# Mead Question



## keezawitch (19/4/12)

Hi, I have bottled my honey/orange mead about a fortnight ago into sterilised glass bottles,this is my first attempt to make mead, it is now very cloudy, tastes nicer now than when I bottled it, but bit worried about cloudyness, I have just popped the bottles into bar fridge is that the right thing to do? Will the cloudyness clear? I used the basic/foolproof mead recipe from this forum, cant remember whose it was though. Any advice appreciated.


----------



## gareth (19/4/12)

I keep my mead at room temp (and drink it at room temp) for at least 3-6 months to mellow out, always ends up being crystal clear.
Some of the best mead I've made is over 12 months old.


----------



## keezawitch (19/4/12)

gareth said:


> I keep my mead at room temp (and drink it at room temp) for at least 3-6 months to mellow out, always ends up being crystal clear.
> Some of the best mead I've made is over 12 months old.



ok i will put them back in cupboard in the dark, should I rebottle them at any time, I was going to put them in smaller bottles so they looked preedy


----------



## machalel (20/4/12)

Hmmm, from what i've read, most meadmakers don't bottle until it is clear. It will eventually clear on its own, but you might have a bit of sediment in the bottom of your bottles.

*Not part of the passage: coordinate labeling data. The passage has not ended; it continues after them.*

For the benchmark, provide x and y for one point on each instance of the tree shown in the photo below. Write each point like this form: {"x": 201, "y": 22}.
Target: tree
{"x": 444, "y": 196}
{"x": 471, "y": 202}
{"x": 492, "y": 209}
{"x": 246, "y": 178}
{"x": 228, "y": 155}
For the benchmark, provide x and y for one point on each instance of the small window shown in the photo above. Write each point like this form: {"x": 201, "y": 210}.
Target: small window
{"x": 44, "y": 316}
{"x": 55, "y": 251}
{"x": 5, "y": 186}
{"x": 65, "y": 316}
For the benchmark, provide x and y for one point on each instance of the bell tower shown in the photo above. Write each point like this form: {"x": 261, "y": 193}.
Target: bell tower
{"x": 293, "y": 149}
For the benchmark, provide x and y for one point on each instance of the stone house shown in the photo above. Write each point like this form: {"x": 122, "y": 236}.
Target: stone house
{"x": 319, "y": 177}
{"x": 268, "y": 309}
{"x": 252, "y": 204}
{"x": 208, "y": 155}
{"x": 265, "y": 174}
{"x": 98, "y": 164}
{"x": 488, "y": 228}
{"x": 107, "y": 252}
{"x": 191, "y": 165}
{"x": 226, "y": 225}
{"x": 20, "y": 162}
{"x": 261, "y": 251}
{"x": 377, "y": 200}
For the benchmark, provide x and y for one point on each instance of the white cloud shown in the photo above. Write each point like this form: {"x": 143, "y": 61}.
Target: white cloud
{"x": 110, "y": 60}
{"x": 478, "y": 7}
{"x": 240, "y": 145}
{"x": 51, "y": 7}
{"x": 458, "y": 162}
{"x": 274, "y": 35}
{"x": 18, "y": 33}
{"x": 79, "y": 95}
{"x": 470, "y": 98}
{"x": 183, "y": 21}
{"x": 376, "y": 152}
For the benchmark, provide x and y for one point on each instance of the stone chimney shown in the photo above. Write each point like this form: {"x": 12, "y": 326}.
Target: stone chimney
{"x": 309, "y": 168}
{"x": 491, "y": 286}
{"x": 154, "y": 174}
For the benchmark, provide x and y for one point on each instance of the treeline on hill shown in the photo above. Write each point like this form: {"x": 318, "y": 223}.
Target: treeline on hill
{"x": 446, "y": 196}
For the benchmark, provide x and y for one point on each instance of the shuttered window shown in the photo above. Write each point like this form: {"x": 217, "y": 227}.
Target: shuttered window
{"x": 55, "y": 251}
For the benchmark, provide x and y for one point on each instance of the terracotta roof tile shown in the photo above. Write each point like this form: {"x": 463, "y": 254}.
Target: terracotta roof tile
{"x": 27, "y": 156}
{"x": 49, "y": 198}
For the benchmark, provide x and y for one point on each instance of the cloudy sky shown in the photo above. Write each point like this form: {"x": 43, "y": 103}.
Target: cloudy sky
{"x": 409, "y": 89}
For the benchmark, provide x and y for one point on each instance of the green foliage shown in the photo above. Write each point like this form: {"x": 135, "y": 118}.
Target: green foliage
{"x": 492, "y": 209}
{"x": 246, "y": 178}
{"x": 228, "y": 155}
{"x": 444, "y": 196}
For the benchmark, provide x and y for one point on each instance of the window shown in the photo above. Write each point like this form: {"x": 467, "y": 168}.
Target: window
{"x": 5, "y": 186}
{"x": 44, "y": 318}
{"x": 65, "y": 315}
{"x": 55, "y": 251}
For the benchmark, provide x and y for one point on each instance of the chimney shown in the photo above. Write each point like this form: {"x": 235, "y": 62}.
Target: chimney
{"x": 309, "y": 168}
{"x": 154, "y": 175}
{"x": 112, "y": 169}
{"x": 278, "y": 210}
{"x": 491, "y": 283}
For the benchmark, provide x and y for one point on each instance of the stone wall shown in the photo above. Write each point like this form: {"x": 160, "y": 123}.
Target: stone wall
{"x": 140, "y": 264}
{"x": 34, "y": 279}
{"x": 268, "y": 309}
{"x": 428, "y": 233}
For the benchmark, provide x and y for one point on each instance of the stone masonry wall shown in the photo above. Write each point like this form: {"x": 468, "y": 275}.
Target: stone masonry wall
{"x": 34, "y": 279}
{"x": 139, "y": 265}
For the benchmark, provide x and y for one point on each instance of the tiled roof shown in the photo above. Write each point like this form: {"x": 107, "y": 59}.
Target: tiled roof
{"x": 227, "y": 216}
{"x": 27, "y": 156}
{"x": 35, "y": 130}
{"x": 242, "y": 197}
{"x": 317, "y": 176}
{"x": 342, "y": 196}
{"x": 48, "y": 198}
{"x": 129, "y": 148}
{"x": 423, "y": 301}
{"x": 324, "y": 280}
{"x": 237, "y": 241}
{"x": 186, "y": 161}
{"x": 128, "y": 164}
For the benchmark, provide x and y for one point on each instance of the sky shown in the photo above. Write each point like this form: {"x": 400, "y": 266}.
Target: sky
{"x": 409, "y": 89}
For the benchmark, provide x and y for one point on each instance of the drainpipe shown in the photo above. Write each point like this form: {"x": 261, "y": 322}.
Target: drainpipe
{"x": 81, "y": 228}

As long as you don't have crazy temperatures, I would just leave them at room temperature


----------



## keezawitch (20/4/12)

Machalel said:


> Hmmm, from what i've read, most meadmakers don't bottle until it is clear. It will eventually clear on its own, but you might have a bit of sediment in the bottom of your bottles.
> 
> As long as you don't have crazy temperatures, I would just leave them at room temperature



thank you, it was pretty clear when i bottled it maybe i disturbed the sediment when i did it i will leave it in cupboard for a fw more months


----------



## Airgead (20/4/12)

Yep. Probably disturbed d=sediment. It should clear in a week or so. 

Don't re-bottle. Any transfers now (except to the mouth via the glass) could oxidise it and turn it nasty.

Give it 3-6 months to age.

Cheers
Dave


----------



## keezawitch (22/4/12)

Airgead said:


> Yep. Probably disturbed d=sediment. It should clear in a week or so.
> 
> Don't re-bottle. Any transfers now (except to the mouth via the glass) could oxidise it and turn it nasty.
> 
> ...



thank you, only glass to mouth then,


----------